Librarian-ICSE2021-RQs.xlsx under evaluation-results contains an extended version of the evaluation results presented in the paper (Section 3). Each table’s result is represented in a separate sheet:

  • inferred_libs: Contains the results of using Librarian to infer the versions of 7251 binaries extracted from android apps. Each binary is represented in one row, with:
    • The name of the cluster/folder which the binary resides in (column A).
    • The name of the binary, represented as binaryName_ then the sha256 of the app which the binary was extracted from (column B).
    • The number of other similar binaries (i.e. binaries that share the same sha256) that reside in the same cluster (column C).
    • The binary's architecture (column D and E).

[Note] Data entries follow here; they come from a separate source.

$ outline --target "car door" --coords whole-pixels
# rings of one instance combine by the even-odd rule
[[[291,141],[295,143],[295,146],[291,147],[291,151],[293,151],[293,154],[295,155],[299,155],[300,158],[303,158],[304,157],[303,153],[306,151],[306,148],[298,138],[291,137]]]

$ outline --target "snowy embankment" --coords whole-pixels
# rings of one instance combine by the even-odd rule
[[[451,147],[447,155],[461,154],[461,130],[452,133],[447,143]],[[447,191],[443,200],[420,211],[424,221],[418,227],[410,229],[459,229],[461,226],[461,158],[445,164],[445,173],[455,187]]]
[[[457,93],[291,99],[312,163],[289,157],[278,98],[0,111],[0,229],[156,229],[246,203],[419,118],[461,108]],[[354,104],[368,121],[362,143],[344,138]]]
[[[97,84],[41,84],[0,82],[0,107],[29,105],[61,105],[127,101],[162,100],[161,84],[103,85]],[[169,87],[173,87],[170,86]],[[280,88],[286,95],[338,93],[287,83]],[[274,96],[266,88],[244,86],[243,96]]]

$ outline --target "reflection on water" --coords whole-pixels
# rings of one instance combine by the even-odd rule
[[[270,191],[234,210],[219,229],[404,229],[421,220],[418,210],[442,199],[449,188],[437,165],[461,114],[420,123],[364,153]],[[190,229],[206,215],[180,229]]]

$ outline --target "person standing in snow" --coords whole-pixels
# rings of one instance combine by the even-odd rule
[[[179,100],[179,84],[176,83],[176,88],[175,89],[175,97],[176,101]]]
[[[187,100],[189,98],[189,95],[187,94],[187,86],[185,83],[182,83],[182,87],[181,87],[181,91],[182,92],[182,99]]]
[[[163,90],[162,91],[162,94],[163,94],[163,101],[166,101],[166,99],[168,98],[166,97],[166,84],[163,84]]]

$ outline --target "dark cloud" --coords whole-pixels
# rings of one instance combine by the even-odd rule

    • The binary version inferred by Librarian (column F).
    • Whether a binary is vulnerable or not (column G).
  • vul_libs_only: This table is similar to the previous sheet, but contains vulnerable binaries only
  • vul_libs_till-now: Contains the binaries that were vulnerable up until the submission of the paper. Each row contains a vulnerable binary version (column C), along with the name of the distinct app affected by the vulnerable binary (column A), the number of app versions containing a vulnerable binary (column B), and since when was the binary vulnerable (column D). The dates were obtained from AndroZoo.
  • The remaining sheets are an extended version of the results reported in the paper (table 4 - table 8). Please refer to the paper for more details.